Bernice Jacelyn Adam (22), Cape Town, South Africa, pleaded guilty to importing the drugs on September 14th, 1998. She wept throughout the hearing.

READ MORE

The court heard that another woman, Fikelephi Promise Thusinini, was also jailed for 18 months two weeks previously for importing £24,000 of cannabis for some Nigerians living in Ireland. A third woman has yet to come before the court for importing the drug in similar circumstances.

Garda Hall told prosecuting counsel Ms Una McGurk that customs found 16 packets of cannabis hidden behind a false lining in Adam's suitcase when they stopped her after she arrived on a flight from South Africa.

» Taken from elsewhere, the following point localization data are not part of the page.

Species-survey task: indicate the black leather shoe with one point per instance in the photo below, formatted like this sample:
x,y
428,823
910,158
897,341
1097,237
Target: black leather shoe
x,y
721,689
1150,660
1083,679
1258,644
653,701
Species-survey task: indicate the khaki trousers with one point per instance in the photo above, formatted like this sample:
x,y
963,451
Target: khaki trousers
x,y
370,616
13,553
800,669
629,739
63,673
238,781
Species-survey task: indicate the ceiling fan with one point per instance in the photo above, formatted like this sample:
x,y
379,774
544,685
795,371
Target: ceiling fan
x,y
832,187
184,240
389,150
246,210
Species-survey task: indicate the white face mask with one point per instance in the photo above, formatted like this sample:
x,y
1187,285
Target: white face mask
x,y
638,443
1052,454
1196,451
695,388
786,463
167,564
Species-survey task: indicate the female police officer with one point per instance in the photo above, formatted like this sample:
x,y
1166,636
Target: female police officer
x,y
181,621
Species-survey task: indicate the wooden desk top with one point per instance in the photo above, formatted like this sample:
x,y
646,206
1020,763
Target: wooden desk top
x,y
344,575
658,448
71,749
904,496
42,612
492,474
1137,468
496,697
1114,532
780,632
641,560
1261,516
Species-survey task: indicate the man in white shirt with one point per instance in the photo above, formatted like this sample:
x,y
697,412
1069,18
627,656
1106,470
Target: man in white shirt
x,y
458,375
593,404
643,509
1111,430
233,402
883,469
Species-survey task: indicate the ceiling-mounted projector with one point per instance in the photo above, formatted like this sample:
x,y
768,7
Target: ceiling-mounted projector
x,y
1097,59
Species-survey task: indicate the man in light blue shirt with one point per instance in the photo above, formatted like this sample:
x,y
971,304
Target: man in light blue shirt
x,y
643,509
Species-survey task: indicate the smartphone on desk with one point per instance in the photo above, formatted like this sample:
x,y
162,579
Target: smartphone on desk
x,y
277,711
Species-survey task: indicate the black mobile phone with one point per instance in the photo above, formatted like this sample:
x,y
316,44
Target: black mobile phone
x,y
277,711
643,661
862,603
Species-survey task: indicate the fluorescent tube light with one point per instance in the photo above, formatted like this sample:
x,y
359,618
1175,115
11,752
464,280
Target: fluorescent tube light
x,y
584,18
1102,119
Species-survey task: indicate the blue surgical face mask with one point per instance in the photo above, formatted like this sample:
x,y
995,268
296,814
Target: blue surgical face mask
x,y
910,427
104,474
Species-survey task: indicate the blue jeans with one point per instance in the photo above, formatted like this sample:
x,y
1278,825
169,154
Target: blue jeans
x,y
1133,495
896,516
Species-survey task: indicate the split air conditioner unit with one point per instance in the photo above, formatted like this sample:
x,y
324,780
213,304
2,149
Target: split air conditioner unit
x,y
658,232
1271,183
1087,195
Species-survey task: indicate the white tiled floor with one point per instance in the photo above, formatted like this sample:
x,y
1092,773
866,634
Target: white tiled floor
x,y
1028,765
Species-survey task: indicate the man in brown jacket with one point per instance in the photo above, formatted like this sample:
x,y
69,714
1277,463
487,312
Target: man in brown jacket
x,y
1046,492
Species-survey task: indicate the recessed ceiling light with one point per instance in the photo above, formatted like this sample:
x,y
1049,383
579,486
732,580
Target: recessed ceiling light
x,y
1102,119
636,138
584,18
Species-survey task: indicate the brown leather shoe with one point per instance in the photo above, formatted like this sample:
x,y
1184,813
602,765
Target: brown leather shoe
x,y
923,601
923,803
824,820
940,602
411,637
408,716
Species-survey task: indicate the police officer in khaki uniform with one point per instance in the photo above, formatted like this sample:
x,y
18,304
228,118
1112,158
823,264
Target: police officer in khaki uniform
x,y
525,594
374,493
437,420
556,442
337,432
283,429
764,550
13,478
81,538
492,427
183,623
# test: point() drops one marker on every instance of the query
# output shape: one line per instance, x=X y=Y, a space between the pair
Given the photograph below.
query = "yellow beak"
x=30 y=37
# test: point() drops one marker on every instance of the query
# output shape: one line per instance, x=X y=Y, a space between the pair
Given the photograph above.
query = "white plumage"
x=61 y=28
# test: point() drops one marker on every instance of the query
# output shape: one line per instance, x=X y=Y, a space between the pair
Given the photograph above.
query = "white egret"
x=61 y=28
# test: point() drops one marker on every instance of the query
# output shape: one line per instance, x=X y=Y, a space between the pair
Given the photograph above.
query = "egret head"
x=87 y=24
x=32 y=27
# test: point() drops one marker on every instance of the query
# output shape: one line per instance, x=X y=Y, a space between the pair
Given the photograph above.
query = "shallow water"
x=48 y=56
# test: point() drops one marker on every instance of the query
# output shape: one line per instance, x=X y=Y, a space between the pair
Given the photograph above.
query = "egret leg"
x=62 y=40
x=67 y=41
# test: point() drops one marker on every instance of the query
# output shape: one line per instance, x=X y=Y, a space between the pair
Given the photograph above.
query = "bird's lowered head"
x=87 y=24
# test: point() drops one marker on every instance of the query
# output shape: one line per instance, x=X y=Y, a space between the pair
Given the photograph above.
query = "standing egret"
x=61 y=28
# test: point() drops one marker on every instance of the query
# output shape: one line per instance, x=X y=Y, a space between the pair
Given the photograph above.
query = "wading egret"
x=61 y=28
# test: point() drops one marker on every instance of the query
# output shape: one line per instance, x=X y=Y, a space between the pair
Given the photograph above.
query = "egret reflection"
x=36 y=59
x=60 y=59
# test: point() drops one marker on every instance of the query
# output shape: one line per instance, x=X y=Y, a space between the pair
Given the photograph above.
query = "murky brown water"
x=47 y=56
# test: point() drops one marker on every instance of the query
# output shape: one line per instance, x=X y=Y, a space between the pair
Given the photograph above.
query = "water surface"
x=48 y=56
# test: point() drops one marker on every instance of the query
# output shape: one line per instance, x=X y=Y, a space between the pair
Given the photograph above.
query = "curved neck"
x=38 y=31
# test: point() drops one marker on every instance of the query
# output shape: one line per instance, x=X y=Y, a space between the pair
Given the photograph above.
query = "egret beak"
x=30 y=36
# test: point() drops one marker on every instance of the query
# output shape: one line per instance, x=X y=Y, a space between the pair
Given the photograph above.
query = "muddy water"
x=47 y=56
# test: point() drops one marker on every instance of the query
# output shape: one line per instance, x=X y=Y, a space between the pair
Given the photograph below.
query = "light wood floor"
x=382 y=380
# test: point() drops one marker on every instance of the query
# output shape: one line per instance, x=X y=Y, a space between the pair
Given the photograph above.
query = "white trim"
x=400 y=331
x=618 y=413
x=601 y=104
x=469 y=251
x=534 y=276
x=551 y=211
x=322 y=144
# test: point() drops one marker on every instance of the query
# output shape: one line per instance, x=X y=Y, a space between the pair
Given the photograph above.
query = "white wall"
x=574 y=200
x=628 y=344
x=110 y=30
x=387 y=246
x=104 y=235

Adam told gardai she met a man called Wally on a bus journey from Cape Town to Johannesburg. He later besieged her with flowers, gifts and money until she agreed to go out with him.

Sometime later he asked her to travel to Europe and she consented. She admitted she knew her suitcase was unusually heavy but decided to continue with the flight.

Garda Hall said there was a Nigerian national at the back of the plan to import cannabis from South Africa and vulnerable young women were being used as couriers.

Defence counsel Mr Patrick Marrinan said his client had not told her family she is in custody and added that she was being subjected to racial abuse by prisoners.